L'ancien commandant Rufki Suma, qui de 1998 au jour de la libération du Kosovo, a été stationné dans le village de Pustenik, où la première unité a agi L'UCK, où cette unité s'est élargie plus tard à la fondation de la 164 Brigade, affirme que toutes les activités de combat ont été menées dans ce [...]
L'ancien commandant Rufki Suma, qui de 1998 au jour de la libération du Kosovo, a été stationné dans le village de Pustenik, où la première unité a agi L'ALN, où cette unité s'est ensuite étendue à la création de la 164 Brigade, affirme que toutes les activités de combat ont été menées dans ce village.
Mais, dit Suma, outre le Pustek, les unités de l'UCK ont été étendues au reste du fleuve Lepenc et dans la région de Dimnca, où, outre les activités de combat, elles ont toujours été traitées par le traitement des citoyens du Kosovo qui les ont forcés à entrer en Macédoine.

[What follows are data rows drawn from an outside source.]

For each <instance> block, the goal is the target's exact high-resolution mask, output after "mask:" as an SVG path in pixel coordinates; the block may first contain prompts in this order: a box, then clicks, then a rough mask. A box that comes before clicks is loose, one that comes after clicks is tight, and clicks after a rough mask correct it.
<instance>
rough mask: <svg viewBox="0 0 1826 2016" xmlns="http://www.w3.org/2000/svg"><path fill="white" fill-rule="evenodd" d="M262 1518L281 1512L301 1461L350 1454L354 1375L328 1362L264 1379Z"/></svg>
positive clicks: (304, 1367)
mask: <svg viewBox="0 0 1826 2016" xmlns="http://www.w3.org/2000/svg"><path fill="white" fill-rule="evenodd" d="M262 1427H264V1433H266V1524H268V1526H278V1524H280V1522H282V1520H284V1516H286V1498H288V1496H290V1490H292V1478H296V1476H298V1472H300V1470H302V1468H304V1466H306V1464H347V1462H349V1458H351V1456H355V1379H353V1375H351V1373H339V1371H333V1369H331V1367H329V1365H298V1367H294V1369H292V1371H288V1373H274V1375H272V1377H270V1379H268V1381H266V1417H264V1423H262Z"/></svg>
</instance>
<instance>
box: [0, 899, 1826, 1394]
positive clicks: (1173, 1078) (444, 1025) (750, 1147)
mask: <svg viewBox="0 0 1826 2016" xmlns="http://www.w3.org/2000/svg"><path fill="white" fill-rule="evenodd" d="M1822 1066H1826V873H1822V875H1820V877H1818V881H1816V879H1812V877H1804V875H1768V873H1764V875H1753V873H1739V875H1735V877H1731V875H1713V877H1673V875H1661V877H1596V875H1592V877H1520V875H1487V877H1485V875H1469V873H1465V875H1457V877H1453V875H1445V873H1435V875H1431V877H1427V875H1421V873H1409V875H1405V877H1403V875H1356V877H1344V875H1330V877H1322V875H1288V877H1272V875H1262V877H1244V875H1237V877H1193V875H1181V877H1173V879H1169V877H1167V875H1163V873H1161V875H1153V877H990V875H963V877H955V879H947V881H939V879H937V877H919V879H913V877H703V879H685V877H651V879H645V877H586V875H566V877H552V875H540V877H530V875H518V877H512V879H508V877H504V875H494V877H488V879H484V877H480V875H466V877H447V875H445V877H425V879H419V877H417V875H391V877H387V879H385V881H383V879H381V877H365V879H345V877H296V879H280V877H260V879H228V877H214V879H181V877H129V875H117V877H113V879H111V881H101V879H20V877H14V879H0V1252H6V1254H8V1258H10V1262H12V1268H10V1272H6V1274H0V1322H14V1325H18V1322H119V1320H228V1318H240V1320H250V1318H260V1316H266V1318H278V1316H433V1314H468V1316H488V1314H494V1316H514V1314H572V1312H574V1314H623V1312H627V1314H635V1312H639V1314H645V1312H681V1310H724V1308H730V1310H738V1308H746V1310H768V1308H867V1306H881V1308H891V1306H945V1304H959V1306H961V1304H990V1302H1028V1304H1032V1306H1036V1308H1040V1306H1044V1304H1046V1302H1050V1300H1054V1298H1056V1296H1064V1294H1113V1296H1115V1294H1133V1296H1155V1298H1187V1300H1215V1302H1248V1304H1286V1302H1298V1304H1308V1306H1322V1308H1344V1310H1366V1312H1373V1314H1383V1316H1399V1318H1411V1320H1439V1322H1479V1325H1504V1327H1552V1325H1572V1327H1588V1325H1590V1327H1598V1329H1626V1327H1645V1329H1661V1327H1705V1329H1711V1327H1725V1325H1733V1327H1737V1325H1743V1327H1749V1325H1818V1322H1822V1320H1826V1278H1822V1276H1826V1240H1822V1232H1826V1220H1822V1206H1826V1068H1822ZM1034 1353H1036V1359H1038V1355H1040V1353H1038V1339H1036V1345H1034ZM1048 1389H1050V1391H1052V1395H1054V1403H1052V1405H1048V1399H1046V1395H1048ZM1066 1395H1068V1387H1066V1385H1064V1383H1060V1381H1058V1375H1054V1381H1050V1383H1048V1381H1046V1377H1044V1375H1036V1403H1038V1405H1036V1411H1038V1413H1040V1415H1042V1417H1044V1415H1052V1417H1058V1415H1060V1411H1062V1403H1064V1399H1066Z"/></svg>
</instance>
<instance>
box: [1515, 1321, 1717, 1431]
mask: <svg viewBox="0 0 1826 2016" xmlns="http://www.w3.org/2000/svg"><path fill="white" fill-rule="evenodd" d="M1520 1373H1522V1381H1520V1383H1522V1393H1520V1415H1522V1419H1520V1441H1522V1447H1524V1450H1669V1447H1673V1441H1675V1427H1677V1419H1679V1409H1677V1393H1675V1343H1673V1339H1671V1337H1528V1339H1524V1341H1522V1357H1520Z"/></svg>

Nous avons été sur la montagne, nous n'avons pas eu de contact physique dans la ville parce que nous ne voulions pas nous approcher de la colonne des réfugiés, même si nous avons eu des provocations de l'armée et de la police serbes, en particulier sur la rue principale d'Elez Kacanik Hani, qui était constamment plein de réfugiés qui les ont pris en otage et ils nous ont constamment attaqués. Désirant protéger la population que nous n'avons jamais permis de tirer parce que nous étions conscients qu'ils attendaient beaucoup de nous pour chasser et qu'ils vengeraient la population de”, Soma dit dans Info Magazine dans le clan Kosova.
D'autre part, Suma, qui occupe maintenant la position du premier membre de la municipalité de Khan d'Elez, dit que pendant la guerre, ils avaient une caméra avec des enregistrements, mais dans la plupart des cas, ils ont enregistré des réfugiés passant par.
Nous avons enregistré le train transportant des réfugiés, donc nous avons filmé toute la violence faite aux Albanais, nous l'avons sur bande, et c'est pourquoi nous avons même déposé un procès parce que nous avions des preuves. Mais, malheureusement, au lieu d'être jugés par les criminels qui ont causé cette violence, ceux qui ont fait la guerre sont jugés et ceux qui ont apporté la liberté”, Suma a dit.